The long goodbye

So Tony Blair has concluded his last Labour Party conference as Leader and Prime Minister.

I was mulling the question of Prime Ministerial styles today. There is an old debate about whether we have cabinet government of Prime Ministerial government. It will never be resolved. Partly, in my view, because both positions are wrong. We have Parliamentary government. Parliament loans its powers and authorities to a leader or to a cabinet, as Parliament sees fit. It can remove a Prime Minister from office forthwith, if it chooses.

But there have been different styles for different times. Usually, new leaders, both in government and opposition, try to avoid the errors of their predecessors. This means that strong centralising leaders - Churchill, Macmillan, Wilson, and Thatcher - have usually been followed by more consensual types, such as Eden, Douglas-Home, Callaghan and Major. Of these, only Major survived in office for a substantive period. That may be because in reacting to their predecessors' faults they may have overcompensated.

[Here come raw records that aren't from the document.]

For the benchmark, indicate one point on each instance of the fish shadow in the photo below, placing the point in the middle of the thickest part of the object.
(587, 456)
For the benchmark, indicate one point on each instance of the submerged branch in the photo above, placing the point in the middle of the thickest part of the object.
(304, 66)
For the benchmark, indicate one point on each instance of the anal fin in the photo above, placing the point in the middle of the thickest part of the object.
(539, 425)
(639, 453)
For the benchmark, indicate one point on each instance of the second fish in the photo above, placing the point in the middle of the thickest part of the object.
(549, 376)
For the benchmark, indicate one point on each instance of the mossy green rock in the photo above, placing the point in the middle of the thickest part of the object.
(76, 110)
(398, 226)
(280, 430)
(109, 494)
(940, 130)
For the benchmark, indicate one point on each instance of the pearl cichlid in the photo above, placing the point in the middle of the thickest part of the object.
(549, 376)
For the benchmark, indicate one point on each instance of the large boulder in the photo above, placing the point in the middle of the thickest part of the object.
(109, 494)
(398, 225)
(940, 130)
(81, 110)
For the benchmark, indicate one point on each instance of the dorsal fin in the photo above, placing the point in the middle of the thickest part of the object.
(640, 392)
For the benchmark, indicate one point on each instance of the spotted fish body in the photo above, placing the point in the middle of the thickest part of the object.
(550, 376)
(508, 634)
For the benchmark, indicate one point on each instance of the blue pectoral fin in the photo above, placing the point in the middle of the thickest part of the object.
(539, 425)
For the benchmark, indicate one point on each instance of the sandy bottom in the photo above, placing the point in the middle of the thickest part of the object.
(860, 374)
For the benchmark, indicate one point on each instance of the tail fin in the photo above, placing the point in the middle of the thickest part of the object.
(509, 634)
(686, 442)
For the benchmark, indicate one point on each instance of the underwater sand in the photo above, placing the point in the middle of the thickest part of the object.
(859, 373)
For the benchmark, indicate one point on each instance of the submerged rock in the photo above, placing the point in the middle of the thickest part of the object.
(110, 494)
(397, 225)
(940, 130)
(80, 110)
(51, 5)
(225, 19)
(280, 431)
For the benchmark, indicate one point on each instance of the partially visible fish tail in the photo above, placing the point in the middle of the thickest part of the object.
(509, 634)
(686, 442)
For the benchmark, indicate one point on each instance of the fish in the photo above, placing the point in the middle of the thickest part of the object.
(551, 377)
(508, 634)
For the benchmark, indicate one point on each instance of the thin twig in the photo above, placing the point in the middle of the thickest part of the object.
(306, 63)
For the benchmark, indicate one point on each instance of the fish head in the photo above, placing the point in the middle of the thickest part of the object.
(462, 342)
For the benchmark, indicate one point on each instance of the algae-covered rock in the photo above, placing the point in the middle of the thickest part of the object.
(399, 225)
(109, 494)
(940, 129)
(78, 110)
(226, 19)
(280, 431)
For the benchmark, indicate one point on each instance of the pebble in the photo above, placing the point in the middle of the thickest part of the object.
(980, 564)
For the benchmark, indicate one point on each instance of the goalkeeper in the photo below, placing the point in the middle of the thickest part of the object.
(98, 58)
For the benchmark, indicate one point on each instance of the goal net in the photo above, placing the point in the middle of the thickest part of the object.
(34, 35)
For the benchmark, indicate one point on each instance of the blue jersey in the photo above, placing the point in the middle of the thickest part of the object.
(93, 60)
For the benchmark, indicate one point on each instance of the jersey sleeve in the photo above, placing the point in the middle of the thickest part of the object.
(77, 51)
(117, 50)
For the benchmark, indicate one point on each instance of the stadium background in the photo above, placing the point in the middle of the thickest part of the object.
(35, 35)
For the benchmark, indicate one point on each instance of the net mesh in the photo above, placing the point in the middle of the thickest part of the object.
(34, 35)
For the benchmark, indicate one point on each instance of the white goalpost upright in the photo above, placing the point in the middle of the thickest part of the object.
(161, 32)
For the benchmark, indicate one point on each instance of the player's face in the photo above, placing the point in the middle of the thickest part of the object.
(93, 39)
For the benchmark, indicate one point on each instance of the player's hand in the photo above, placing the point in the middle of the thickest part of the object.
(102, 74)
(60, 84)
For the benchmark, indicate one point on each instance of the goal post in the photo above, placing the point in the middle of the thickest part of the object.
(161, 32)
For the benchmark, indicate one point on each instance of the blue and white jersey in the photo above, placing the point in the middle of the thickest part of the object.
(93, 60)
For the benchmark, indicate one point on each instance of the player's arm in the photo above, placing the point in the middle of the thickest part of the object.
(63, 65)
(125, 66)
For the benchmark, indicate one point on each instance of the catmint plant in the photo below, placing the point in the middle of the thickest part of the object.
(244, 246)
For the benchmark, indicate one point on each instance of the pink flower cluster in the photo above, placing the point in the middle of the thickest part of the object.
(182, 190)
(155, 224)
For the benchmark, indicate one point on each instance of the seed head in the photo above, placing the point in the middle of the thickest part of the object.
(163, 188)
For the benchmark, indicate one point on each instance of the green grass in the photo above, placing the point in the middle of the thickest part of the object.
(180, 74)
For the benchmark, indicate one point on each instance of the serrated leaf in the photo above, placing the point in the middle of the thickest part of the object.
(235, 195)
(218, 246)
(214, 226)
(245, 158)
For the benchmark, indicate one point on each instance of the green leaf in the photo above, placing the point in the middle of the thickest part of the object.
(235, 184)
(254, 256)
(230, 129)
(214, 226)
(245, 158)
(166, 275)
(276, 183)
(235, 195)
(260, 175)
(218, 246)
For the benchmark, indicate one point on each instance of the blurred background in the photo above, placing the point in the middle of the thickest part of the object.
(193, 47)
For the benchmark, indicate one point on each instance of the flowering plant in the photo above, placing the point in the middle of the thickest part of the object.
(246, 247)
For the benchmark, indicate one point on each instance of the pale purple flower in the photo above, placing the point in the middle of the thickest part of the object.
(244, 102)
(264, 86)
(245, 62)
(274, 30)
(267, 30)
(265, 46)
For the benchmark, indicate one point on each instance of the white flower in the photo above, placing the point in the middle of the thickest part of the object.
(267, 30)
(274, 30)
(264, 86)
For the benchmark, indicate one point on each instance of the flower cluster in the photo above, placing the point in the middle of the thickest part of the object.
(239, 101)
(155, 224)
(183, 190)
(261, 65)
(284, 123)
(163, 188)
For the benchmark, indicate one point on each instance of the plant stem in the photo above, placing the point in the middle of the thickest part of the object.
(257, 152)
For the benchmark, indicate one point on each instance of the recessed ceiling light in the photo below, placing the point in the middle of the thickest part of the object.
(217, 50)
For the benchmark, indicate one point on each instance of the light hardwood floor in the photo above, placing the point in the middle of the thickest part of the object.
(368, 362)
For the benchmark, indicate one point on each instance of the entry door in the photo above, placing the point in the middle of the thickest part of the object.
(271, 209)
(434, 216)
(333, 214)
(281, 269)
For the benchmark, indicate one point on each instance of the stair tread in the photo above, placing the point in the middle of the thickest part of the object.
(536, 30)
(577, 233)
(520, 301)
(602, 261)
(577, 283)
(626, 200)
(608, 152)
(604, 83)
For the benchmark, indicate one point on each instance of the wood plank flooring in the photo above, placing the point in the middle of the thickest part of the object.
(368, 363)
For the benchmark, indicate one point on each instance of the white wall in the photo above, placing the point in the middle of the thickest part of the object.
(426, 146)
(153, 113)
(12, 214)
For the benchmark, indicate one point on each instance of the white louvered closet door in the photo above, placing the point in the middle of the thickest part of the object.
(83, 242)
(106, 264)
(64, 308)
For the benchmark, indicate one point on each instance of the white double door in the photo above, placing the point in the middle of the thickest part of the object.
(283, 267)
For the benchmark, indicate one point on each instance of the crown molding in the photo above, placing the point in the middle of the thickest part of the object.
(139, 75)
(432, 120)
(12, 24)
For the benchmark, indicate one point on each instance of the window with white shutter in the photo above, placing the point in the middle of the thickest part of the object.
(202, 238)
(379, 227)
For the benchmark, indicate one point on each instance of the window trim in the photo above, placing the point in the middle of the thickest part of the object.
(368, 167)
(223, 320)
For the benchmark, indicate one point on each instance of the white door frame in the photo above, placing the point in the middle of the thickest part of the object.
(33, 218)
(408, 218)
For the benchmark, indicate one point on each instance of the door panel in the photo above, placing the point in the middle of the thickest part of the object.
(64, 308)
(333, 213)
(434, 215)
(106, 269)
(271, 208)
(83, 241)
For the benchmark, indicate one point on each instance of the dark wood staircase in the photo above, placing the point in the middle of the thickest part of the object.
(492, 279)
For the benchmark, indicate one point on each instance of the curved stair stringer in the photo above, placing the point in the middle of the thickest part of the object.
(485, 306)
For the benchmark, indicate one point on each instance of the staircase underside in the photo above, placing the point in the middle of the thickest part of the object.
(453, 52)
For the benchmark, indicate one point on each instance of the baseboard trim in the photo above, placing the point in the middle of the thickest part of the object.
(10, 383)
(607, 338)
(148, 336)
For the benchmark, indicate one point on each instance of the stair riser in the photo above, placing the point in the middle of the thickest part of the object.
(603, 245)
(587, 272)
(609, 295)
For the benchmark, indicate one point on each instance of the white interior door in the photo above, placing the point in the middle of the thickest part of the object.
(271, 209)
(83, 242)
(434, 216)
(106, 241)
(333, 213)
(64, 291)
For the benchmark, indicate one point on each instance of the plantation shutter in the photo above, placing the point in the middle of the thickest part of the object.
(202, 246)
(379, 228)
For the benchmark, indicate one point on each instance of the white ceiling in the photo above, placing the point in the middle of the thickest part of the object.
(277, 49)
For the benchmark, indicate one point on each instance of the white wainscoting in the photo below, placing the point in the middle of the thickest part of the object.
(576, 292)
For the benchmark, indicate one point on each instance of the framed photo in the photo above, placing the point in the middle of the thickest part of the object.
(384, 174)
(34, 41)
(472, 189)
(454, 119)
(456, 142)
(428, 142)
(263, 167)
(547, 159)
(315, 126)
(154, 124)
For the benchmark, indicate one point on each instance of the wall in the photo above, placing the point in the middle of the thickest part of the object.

But Blair has been, in many ways, the most centralising PM of all. The number of cabinet meetings has been cut and they have been cut to just an hour. It is reminiscent of the Duke of Wellington's comment that "I gave the cabinet their orders and they wanted to hang around and discuss them". Except that hardly anyone in Blair's cabinet seems to even want to discuss things. Those that do - like Gordon Brown - do so in one to one meetings. Apparently Brown does not even pretend to listen to others in cabinet, preferring to work on his papers any time anyone else is speaking.

So history would suggest that the Labour Party and Parliament would want a more consensual leader to succeed Blair. They certainly won't get that from Gordon Brown. He may successfully present himself as more sincere and as having greater gravitas, but not as being less of a control freak.

Which leaves me wondering if his attempts to control the Party and Parliament will be successful.